Она вела его вверх по лестнице, туда, где свет, казалось, падал прямо с небес, потому что окна на втором этаже были сделаны в наклонном потолке, а не в стенах. Там были две комнаты, и она провела его в одну из них, надеясь, что он не станет возражать против того, что она не готовилась к этому событию специально; что хотя она и сумела вспомнить, что такое желание, но совсем позабыла, как оно действует на человека: руки точно сведены судорогой и беспомощны и нападает странная слепота – единственное, что видишь сразу – это место, где можно лечь, а остальное – дверные ручки, всякие тесемки, крючки, та печаль, что таится в углах дома, быстротечное время – лишь помехи для главного.
Все было кончено еще до того, как они успели сорвать с себя одежду. Полуобнаженные, задыхаясь, они лежали рядом, испытывая отвращение друг к другу и к тому свету, что лился на них прямо с небес. Он слишком долго мечтал о ней, и вообще – все это было слишком давно. Ей же мечтания теперь не были свойственны совсем, и они оба испытывали разочарование и смущение, не решаясь заговорить друг с другом.
Сэти лежала на спине, отвернув от него лицо. Краешком глаза Поль Ди видел плавную линию ее груди и не испытывал ни малейшего удовольствия: он определенно мог бы обойтись и без этих больших, округлых, чуть обвисших и плосковатых грудей, а ведь там, внизу, он принял их в руки как самую большую драгоценность. И загадочный лабиринт страшных рубцов у нее на спине, который он исследовал на кухне с жадностью золотоискателя, наткнувшегося на богатую жилу, оказался на самом деле сплетением отвратительных шрамов. Никакое это было не дерево. Может, немного и похоже, да только ничего общего с теми деревьями, которые он хорошо знал, ибо деревья всегда манили его к себе; деревьям можно было доверять, можно было открыть им душу, поговорить с ними, как он это часто и делал еще в Милом Доме, когда после обеденного перерыва возвращался в поля. Он всегда останавливался передохнуть по возможности в одном и том же месте, и выбрать это место оказалось нелегко, потому что вокруг Милого Дома росло куда больше прекрасных деревьев, чем на любой другой здешней ферме. Выбранное им дерево он назвал Братцем и часто сидел под ним, иногда один, иногда с Халле или с кем-то из Полей, но чаще всего с Сиксо, который тогда был очень тихий и кроткий и пока еще разговаривал по-английски. Иссиня-черный, с ярко-красным языком, Сиксо вечно экспериментировал с заготовленной с ночи картошкой, пытаясь непременно уложить ее так, чтобы дымящиеся от жара камни оказались на самом дне ямки, сверху картошка, а потом всякие прутики и веточки, чтобы к обеденному перерыву, когда они соберут стадо в поле и придут к Братцу, картошка была бы в самый раз. Он мог ради этого, например, встать среди ночи и специально отправиться туда, в такую даль, чтобы выкопать в земле ямку при свете звезд; а иногда он пробовал не слишком сильно нагревать камни и клал на них картошку, предназначенную для дневной трапезы, сразу после завтрака. Картошка никогда не получалась у него так, как он хотел, но они все равно съедали ее – недопеченную, подгоревшую, пересушенную или почти сырую, смеясь, сплевывая шелуху и давая Сиксо разные советы.

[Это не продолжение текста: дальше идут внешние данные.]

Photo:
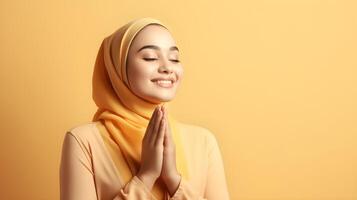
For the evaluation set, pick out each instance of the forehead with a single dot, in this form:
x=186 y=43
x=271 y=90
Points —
x=153 y=35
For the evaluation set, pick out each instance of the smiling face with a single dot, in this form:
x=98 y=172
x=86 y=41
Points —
x=153 y=66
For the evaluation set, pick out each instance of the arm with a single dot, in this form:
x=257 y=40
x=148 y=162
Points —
x=77 y=176
x=216 y=187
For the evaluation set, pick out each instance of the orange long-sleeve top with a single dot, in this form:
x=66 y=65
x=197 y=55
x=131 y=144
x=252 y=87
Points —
x=88 y=171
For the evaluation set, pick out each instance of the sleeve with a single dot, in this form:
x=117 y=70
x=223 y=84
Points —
x=216 y=187
x=77 y=175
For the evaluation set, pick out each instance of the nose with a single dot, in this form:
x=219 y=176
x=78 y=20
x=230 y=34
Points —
x=165 y=66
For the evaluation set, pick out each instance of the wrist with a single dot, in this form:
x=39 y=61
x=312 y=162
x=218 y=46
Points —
x=147 y=179
x=172 y=183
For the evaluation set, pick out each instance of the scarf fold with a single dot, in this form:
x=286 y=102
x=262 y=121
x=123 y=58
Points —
x=123 y=116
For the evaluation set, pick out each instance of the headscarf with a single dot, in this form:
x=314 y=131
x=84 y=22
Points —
x=123 y=115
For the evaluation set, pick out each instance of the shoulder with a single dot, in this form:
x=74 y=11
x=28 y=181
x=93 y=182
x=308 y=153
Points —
x=83 y=133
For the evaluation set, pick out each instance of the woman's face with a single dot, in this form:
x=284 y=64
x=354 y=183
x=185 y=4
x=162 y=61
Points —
x=153 y=66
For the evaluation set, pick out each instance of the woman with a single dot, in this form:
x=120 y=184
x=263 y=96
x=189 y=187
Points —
x=133 y=148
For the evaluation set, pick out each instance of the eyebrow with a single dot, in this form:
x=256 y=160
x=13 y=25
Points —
x=157 y=48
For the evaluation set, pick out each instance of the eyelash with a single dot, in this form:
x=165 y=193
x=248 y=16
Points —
x=152 y=59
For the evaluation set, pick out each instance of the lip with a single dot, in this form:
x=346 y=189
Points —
x=164 y=85
x=172 y=79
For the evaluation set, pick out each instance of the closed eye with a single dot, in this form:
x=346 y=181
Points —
x=152 y=59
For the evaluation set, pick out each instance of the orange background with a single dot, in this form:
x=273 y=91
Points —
x=274 y=80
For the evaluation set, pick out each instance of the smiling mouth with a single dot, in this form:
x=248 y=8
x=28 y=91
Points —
x=164 y=83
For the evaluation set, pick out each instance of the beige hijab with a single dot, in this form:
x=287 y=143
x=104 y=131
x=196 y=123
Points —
x=123 y=115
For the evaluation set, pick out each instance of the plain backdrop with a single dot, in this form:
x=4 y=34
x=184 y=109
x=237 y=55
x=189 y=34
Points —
x=274 y=80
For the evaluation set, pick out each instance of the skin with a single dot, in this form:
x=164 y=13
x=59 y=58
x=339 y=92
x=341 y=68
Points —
x=158 y=157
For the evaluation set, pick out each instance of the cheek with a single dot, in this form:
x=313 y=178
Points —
x=140 y=73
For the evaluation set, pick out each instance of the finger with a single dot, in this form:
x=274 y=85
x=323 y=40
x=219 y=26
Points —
x=160 y=136
x=156 y=126
x=151 y=122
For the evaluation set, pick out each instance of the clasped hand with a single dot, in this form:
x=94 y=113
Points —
x=158 y=156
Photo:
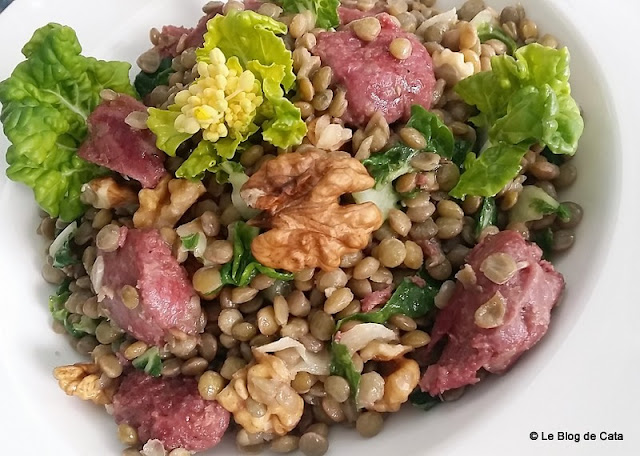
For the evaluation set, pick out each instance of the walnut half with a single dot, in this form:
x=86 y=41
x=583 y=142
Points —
x=106 y=193
x=300 y=193
x=163 y=206
x=83 y=381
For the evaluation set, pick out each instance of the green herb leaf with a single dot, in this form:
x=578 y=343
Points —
x=342 y=365
x=488 y=32
x=488 y=174
x=439 y=137
x=413 y=298
x=486 y=215
x=551 y=157
x=394 y=162
x=423 y=400
x=146 y=82
x=544 y=239
x=244 y=266
x=387 y=166
x=326 y=11
x=45 y=105
x=150 y=362
x=545 y=208
x=533 y=204
x=57 y=301
x=461 y=148
x=77 y=326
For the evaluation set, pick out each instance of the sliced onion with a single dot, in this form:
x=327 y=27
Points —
x=314 y=363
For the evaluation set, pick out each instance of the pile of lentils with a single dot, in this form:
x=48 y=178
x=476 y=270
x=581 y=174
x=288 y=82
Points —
x=243 y=317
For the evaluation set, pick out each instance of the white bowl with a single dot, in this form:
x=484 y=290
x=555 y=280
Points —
x=29 y=350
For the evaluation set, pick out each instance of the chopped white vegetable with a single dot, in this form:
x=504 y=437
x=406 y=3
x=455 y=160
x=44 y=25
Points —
x=359 y=336
x=314 y=363
x=486 y=16
x=447 y=18
x=63 y=237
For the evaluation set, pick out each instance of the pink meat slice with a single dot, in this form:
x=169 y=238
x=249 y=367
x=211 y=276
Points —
x=375 y=80
x=168 y=40
x=530 y=295
x=170 y=410
x=112 y=143
x=166 y=297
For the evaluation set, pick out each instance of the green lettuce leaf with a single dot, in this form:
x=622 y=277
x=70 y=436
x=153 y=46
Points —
x=149 y=362
x=252 y=38
x=487 y=31
x=537 y=114
x=527 y=99
x=489 y=173
x=342 y=365
x=439 y=137
x=162 y=123
x=244 y=267
x=413 y=298
x=146 y=82
x=486 y=215
x=282 y=123
x=249 y=36
x=326 y=11
x=45 y=105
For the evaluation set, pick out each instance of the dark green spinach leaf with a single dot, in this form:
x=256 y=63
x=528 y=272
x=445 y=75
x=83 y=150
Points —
x=146 y=82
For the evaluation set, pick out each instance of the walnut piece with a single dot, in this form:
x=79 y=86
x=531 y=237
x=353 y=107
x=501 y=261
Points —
x=83 y=380
x=163 y=206
x=106 y=193
x=398 y=385
x=268 y=382
x=300 y=193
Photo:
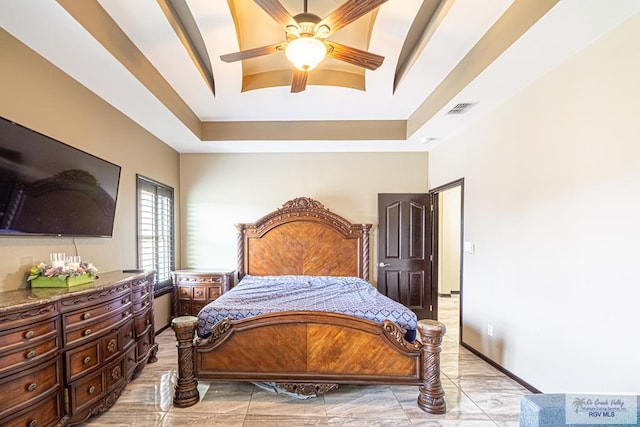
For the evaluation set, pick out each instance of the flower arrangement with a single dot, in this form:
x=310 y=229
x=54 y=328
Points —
x=62 y=273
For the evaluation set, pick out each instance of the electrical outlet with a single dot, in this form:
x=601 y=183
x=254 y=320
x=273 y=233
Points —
x=26 y=261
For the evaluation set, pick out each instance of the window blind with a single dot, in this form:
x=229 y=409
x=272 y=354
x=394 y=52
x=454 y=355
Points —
x=155 y=231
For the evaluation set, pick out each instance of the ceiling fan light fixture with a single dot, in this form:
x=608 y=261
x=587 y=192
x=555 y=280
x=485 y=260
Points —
x=305 y=53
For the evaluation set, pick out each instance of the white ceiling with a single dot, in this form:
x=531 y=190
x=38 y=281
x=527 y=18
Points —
x=51 y=31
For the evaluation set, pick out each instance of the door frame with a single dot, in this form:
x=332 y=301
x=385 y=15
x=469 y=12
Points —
x=435 y=238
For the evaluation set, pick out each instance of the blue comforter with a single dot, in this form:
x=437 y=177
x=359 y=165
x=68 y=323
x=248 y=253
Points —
x=352 y=296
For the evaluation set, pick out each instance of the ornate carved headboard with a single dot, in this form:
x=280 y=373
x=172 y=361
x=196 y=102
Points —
x=303 y=237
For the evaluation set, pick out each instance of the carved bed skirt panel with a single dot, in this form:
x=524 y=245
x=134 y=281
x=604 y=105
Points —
x=304 y=346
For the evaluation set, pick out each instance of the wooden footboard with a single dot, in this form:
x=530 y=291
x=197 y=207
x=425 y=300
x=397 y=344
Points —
x=307 y=348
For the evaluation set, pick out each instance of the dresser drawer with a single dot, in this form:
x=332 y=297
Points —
x=115 y=373
x=131 y=361
x=142 y=303
x=214 y=292
x=27 y=388
x=143 y=322
x=30 y=355
x=113 y=344
x=194 y=289
x=144 y=343
x=199 y=293
x=88 y=314
x=184 y=292
x=82 y=360
x=86 y=391
x=197 y=306
x=88 y=329
x=10 y=339
x=45 y=413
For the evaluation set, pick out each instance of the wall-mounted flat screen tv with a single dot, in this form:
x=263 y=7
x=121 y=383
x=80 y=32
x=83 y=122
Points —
x=48 y=188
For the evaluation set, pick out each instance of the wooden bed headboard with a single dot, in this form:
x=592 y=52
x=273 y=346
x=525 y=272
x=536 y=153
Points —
x=303 y=238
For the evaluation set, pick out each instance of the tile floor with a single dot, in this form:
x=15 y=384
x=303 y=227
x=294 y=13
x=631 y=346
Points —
x=476 y=395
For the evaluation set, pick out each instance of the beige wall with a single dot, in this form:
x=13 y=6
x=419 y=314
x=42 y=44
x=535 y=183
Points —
x=449 y=240
x=36 y=94
x=552 y=185
x=219 y=190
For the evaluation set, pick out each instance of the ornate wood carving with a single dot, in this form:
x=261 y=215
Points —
x=307 y=389
x=97 y=296
x=396 y=334
x=303 y=237
x=20 y=315
x=431 y=398
x=186 y=391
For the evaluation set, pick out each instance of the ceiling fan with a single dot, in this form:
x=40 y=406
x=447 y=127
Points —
x=306 y=43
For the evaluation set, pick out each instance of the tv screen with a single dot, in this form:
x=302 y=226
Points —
x=48 y=188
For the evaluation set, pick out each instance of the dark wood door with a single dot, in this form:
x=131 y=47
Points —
x=404 y=251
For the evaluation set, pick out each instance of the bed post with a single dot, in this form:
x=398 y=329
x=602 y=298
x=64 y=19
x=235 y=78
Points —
x=431 y=398
x=186 y=393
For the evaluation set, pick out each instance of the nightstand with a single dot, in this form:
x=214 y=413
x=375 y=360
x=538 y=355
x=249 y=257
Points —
x=193 y=289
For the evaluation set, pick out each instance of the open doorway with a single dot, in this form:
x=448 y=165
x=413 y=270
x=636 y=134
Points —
x=447 y=254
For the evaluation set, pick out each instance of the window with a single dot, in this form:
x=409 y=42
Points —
x=155 y=231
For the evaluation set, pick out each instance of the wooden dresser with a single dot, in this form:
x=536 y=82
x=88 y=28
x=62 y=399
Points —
x=193 y=289
x=68 y=353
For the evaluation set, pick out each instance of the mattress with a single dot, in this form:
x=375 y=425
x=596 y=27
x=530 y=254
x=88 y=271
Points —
x=255 y=295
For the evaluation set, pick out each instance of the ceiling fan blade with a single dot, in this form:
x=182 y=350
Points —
x=354 y=56
x=253 y=53
x=348 y=12
x=277 y=11
x=299 y=81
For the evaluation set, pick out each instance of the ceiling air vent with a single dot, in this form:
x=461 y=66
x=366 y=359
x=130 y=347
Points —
x=461 y=108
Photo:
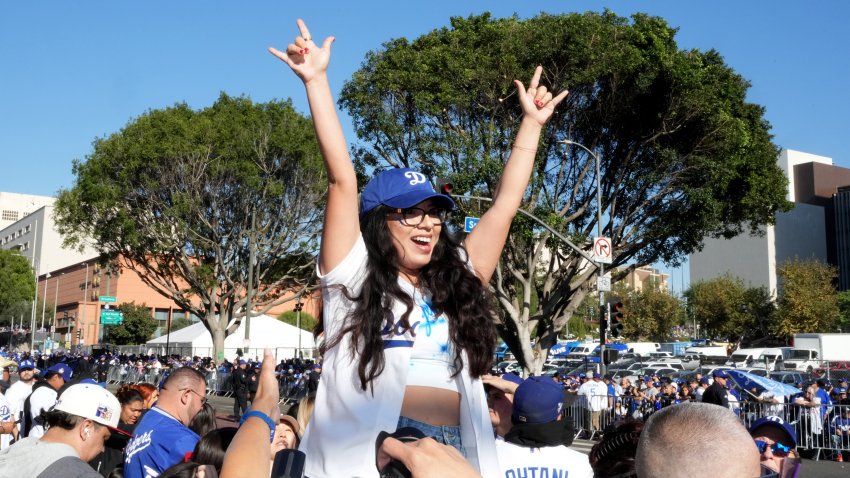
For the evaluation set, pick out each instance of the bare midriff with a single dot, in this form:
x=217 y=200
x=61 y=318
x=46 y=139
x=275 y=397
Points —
x=434 y=406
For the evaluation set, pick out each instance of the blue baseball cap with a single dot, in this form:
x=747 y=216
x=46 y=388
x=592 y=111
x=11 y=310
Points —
x=512 y=377
x=776 y=422
x=538 y=400
x=400 y=188
x=62 y=369
x=26 y=364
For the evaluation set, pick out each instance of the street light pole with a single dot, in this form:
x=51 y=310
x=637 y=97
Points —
x=44 y=301
x=250 y=293
x=55 y=302
x=600 y=267
x=82 y=327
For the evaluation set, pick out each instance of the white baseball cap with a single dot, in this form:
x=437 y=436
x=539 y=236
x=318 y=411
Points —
x=90 y=401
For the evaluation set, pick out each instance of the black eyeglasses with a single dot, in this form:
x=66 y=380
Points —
x=778 y=449
x=413 y=216
x=203 y=398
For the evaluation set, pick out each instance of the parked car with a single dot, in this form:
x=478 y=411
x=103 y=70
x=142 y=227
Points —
x=761 y=372
x=791 y=378
x=660 y=371
x=508 y=366
x=831 y=367
x=674 y=366
x=691 y=361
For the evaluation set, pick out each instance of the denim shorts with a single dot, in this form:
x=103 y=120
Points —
x=442 y=434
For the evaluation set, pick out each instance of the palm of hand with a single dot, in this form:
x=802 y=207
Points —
x=310 y=64
x=530 y=110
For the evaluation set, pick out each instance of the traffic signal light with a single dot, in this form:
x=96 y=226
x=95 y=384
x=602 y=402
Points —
x=444 y=186
x=616 y=321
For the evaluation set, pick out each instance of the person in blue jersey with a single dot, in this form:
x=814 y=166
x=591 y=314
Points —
x=405 y=303
x=163 y=437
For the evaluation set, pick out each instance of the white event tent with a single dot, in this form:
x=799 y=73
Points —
x=266 y=332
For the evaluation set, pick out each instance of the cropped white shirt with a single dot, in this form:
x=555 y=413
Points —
x=340 y=438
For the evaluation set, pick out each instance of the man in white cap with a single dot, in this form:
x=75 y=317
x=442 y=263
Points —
x=43 y=396
x=78 y=426
x=20 y=390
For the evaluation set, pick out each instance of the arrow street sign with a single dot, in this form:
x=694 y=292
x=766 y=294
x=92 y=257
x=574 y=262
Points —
x=111 y=317
x=603 y=283
x=602 y=250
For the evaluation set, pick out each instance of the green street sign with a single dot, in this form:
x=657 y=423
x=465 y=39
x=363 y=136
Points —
x=111 y=317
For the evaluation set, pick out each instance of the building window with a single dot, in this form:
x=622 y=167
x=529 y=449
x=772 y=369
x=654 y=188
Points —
x=161 y=315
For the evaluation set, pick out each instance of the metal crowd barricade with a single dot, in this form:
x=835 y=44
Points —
x=822 y=430
x=119 y=374
x=223 y=386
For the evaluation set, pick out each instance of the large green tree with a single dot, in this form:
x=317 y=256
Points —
x=808 y=300
x=17 y=285
x=183 y=196
x=651 y=314
x=726 y=309
x=683 y=154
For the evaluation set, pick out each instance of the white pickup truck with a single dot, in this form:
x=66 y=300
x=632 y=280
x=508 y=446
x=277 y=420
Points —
x=811 y=350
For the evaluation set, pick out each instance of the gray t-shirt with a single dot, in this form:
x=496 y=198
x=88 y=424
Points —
x=69 y=467
x=32 y=457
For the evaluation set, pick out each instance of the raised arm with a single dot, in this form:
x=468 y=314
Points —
x=486 y=241
x=342 y=226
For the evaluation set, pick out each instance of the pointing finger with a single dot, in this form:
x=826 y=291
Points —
x=559 y=98
x=535 y=80
x=281 y=55
x=302 y=27
x=519 y=87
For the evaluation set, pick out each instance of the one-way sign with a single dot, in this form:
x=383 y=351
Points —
x=602 y=250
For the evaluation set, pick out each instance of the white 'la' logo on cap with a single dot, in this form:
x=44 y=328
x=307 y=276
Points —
x=415 y=178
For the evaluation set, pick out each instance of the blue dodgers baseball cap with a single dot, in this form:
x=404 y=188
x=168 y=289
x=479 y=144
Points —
x=776 y=422
x=26 y=364
x=537 y=400
x=719 y=374
x=512 y=377
x=401 y=187
x=62 y=369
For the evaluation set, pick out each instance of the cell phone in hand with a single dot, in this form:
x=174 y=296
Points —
x=288 y=464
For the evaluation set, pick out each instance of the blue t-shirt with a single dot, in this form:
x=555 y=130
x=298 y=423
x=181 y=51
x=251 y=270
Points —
x=160 y=442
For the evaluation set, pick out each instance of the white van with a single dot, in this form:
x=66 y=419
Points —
x=770 y=359
x=743 y=358
x=643 y=348
x=714 y=350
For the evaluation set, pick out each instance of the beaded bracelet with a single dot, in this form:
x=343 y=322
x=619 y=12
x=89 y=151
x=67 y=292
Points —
x=530 y=150
x=264 y=417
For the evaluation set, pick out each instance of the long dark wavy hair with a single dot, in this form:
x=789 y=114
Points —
x=454 y=291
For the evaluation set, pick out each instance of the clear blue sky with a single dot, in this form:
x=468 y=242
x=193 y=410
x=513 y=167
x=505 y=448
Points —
x=74 y=71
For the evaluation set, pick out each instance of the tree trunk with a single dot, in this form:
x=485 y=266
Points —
x=218 y=334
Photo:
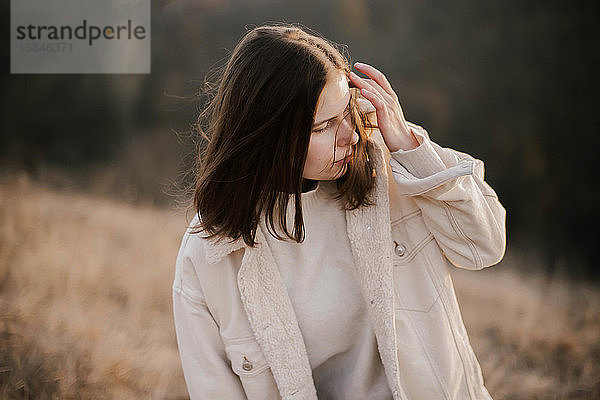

Время никак не желало подчиняться расчетам Сиксо, и совладать он с ним не мог. Однажды он, с точностью до минуты рассчитал тридцатимильный поход на свидание с женщиной. Вышел в субботу, когда луна была как раз там, где и требовалось, добрался до хижины своей возлюбленной еще до того, как в церкви зазвонили к обедне, и ему как раз хватило времени, чтобы поздороваться с ней и тут же отправиться назад, чтобы успеть к утренней перекличке в понедельник. Он шел пешком семнадцать часов, потом посидел у нее ровно час и прошагал еще семнадцать часов в обратном направлении. Весь день Халле и все остальные старательно скрывали от мистера Гарнера, как Сиксо измотан. В тот день они, разумеется, никакой картошки не ели – ни простой, ни сладкой. Вытянувшись под Братцем, спрятав от них ярко-красный язык и иссиня-черное лицо, Сиксо весь обеденный перерыв проспал как мертвый. Вот это был настоящий мужчина, и это было настоящее дерево! Да и то «дерево», что лежало с ним рядом в постели, тоже оказалось ненастоящим.
Поль Ди посмотрел в окно над изножьем кровати и закинул руки за голову. При этом его локоть коснулся плеча Сэти. Она вздрогнула от прикосновения грубой материи к голому плечу. Сэти и забыла, что он так и не успел снять рубашку. Собака, подумала она, и тут же вспомнила, что сама помешала ему. И что сама тоже не успела снять нижнюю юбку, а ведь она-то начала раздеваться еще до того, как увидела его на веранде, – уже тогда Сэти сняла и чулки, и башмаки, да так и несла их в руках, пока он не посмотрел на ее босые ноги и не попросил разрешения тоже разуться. А потом, когда она стряпала у плиты, он еще больше ее раздел. Так что, если учесть, как скоро они вообще принялись раздеваться, то теперь-то уж должны были бы быть совершенно нагими. Впрочем, возможно, Бэби Сагз была права, когда говаривала: «Мужчина – это всего лишь мужчина и ничего больше». Они просят тебя передать им какую-то часть твоего бремени, но стоит тебе ощутить, как приятно и легко тебе стало, как они начинают всматриваться в твои шрамы и оценивать твои беды, а потом делают то, что этот вот уже сделал: выгнал ее детей из дому и разнес здесь все вдрызг.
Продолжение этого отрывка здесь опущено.